Forged over grilled sirloin at the G20 summit on Saturday in Buenos Aires, the cease-fire Trump and Xi agreed to Saturday night illustrated that the leaders of the world’s two largest economies can at least find some common ground, however tentative it might be. The truce pulled the US and China back from an escalating trade war that had set global investors on edge.
“The prospects for real progress on substantive issues with China are now better than at any point in the Trump administration,” said Andy Rothman, investment strategist at Matthews Asia.
What Trump and Xi achieved was the gift of additional time — 90 days, at least — to try to resolve the thorny and complicated issues that divide them. Most important among them, and perhaps the most intractable, is the US argument that Beijing has deployed predatory tactics in a headlong drive to overtake America’s global supremacy in high technology.
Yet reaching a permanent peace will hardly be easy. The Trump administration asserts, and many experts agree, that China steals trade secrets and forces foreign countries to hand over sensitive technology as the price of admission to the vast Chinese market.
Washington also regards Beijing’s ambitious long-term development plan, “Made in China 2025,” as a scheme to dominate such fields as robotics and electric vehicles by unfairly subsidizing Chinese companies and discriminating against foreign competitors.
This year, Trump imposed an import tax of 25 percent on $50 billion in products, then hit an additional $200 billion of goods with 10 percent tariffs.

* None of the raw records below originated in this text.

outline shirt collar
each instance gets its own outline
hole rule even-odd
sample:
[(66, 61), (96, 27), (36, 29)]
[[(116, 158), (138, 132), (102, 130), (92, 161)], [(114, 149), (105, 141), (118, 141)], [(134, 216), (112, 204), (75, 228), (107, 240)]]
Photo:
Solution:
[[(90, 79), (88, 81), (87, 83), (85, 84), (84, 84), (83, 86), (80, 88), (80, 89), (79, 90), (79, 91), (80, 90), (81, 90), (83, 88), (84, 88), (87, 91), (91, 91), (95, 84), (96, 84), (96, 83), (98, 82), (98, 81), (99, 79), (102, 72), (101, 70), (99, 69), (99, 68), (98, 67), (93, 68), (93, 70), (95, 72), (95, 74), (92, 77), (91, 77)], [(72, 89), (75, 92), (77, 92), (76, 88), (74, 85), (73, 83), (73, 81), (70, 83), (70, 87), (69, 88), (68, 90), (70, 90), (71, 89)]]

The 10 percent tariffs were scheduled to ratchet up to 25 percent on Jan. 1 if the US and China failed to reach an agreement to at least postpone that move.
In Buenos Aires, they did reach such an accord. Trump agreed to delay the scheduled US tariff increase for 90 days while the two sides negotiate over the administration’s technologyrelated complaints.

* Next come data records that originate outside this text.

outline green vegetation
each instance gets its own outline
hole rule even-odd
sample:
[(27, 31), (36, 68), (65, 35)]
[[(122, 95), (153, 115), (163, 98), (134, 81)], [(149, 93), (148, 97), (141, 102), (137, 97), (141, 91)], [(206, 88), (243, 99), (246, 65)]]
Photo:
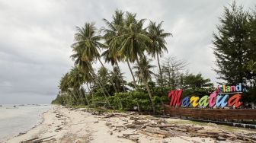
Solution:
[(246, 11), (234, 2), (225, 8), (213, 34), (219, 78), (226, 84), (242, 83), (244, 100), (256, 101), (256, 11)]
[[(255, 14), (235, 5), (231, 10), (226, 8), (213, 36), (216, 72), (227, 84), (243, 83), (249, 95), (245, 100), (255, 100)], [(99, 30), (94, 23), (77, 27), (72, 45), (74, 67), (62, 77), (53, 103), (158, 113), (161, 105), (168, 103), (171, 90), (183, 89), (183, 97), (210, 95), (215, 90), (201, 74), (188, 73), (185, 61), (174, 56), (160, 60), (168, 50), (165, 40), (172, 36), (162, 28), (163, 22), (146, 25), (146, 20), (138, 19), (136, 14), (118, 10), (112, 20), (103, 21), (105, 26)], [(156, 58), (158, 66), (150, 58)], [(93, 67), (96, 61), (101, 65), (98, 69)], [(120, 62), (129, 67), (133, 79), (128, 82)]]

In return, China agreed to buy what the White House called a “not yet agreed upon, but very substantial” amount of US products to help narrow America’s gaping trade deficit with China.
If the Chinese did eventually increase such purchases, it would be warmly welcomed in the US Farm Belt, where producers of soybeans and other crops have been hurt by Beijing’s retaliatory tariffs.
Trump tweeted late on Sunday that “China has agreed to reduce and remove tariffs on cars coming into China from the US Currently the tariff is 40 percent.” There was no Chinese announcement about possible tariff cuts.
Beijing cut import duties on foreign cars to 15 percent in July, but added a 25 percent tariff for US vehicles the following month.
But can China be trusted? Its contentious tech policies lie at the heart of its economic vision, and Beijing could prove reluctant to sacrifice its ambition, no matter what longer-term agreement with the US it eventually reaches.